The Beatles' "Now and Then"

The resurrective, technological manipulations of the Beatles via their ‘last song,’ “Now and Then,” might soon stimulate thought-provoking, ethical argument about the inhering identity of a rock band. How much material can you strip from the sailboat before it’s no longer a sailboat per se? Must you keep the sails? Can you dispense with the pulpit? What about the rudder? Are the Beatles, whom no one would claim exist in their original form (because of their official break-up in 1970 and the deaths of members John Lennon and George Harrison) still the Beatles, and are they still the Beatles in, or as, this one-off single?

All four Beatles contributed to the effort; there are no Beatles who didn’t; the kicker, of course being that Lennon and Harrison had no living contributions to this project spearheaded by remaining living Beatle Paul McCartney and agreed to by also-living drummer Ringo Starr.
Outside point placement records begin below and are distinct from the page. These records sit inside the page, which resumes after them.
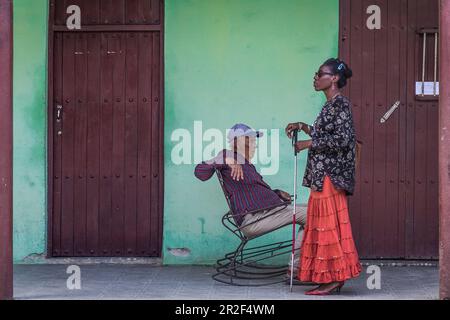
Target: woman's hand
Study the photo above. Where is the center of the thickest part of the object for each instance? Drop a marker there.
(303, 145)
(300, 126)
(237, 173)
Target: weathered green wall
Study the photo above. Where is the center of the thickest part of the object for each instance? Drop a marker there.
(30, 94)
(231, 61)
(226, 61)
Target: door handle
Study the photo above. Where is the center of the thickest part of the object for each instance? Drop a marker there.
(58, 112)
(388, 114)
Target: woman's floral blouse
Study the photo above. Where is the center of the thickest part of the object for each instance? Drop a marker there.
(333, 150)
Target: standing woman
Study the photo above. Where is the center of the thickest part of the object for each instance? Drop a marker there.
(328, 253)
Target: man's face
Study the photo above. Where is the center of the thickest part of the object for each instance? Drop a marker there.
(247, 145)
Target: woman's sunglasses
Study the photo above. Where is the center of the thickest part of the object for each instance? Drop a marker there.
(320, 74)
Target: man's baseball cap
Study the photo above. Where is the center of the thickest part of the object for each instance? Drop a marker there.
(243, 130)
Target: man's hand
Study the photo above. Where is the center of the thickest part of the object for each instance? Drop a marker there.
(237, 173)
(303, 145)
(283, 195)
(300, 126)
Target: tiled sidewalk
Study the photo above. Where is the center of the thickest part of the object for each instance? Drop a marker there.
(105, 281)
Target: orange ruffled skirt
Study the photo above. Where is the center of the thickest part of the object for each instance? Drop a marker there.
(328, 252)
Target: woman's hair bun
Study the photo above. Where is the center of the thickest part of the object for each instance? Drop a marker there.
(341, 68)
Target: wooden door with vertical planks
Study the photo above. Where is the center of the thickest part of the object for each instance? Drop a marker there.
(107, 129)
(395, 208)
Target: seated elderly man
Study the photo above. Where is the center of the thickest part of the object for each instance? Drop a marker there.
(247, 189)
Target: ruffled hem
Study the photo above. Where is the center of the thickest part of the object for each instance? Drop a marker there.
(328, 251)
(327, 276)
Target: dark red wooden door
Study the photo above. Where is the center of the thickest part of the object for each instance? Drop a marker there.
(395, 208)
(107, 141)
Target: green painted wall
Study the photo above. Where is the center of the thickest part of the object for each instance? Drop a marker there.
(30, 131)
(231, 61)
(226, 61)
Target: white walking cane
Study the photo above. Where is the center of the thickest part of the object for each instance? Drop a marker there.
(294, 214)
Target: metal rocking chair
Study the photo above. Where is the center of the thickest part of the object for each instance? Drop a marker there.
(246, 266)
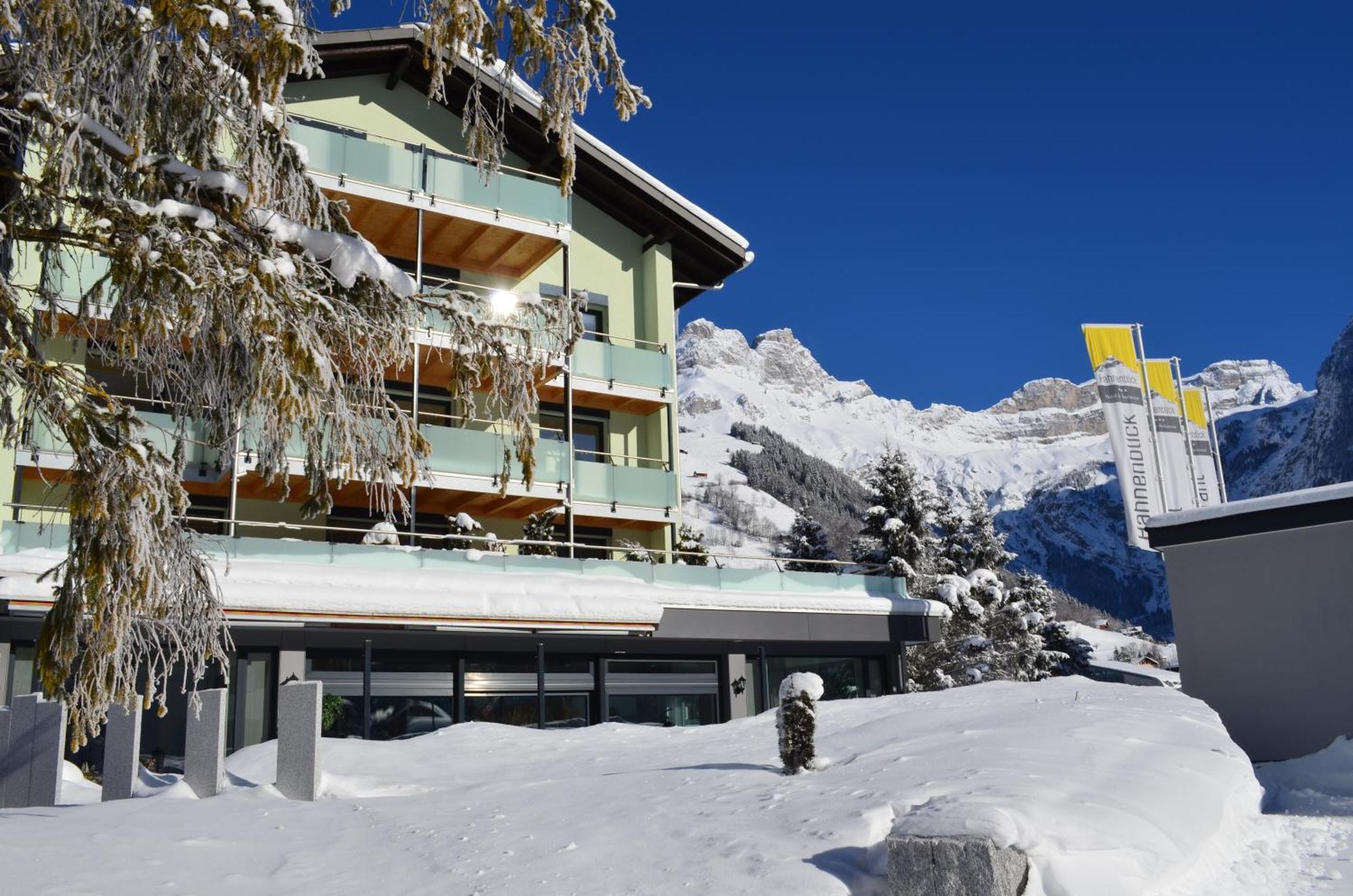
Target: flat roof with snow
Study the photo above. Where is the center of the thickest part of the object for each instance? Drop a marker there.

John and George’s contributions—the former’s being vital, the latter’s being less so—appear only through the medium of 21st-century recording technology. They did not personally serve up their musical parts in a live environment; their existing musical parts, recorded live decades ago, were served up second-handedly on tape by others, most notably and successfully by director Peter Jackson and producer Giles Martin[1].

What to think, then? For me, thought can just take a back seat. Apart from hearing and intellectually/aesthetically approving the upgraded difference in audio quality between Lennon’s voice on “Free as a Bird”/“Real Love” and “Now and Then” (his presence, now, is much more stirring!), I’m quite content to sit back and enjoy the song for what it is, a light, lovely tune with a moving, mournful touch of melancholy. It’s a song that can sit contentedly beside those first two Anthology-Beatles tracks; it’s a song that, in a world of things not working out, of endings remaining open, sadly ragged, incomplete, can be considered a more-than-just musical ending, a collective bow from the best rock group of all time, whether we want to say ‘individually’ or ‘together’. Ghostly or not.

[1] Harrison did in fact work on an attempt at the song, along with the other three, during the 1994 “Anthology” sessions, but the attempt remained an attempt, scotched largely by Harrison himself. Some of his guitar work from those gatherings are included in “Now and Then.” A homemade cassette from Yoko Ono provided John’s piano and vocals.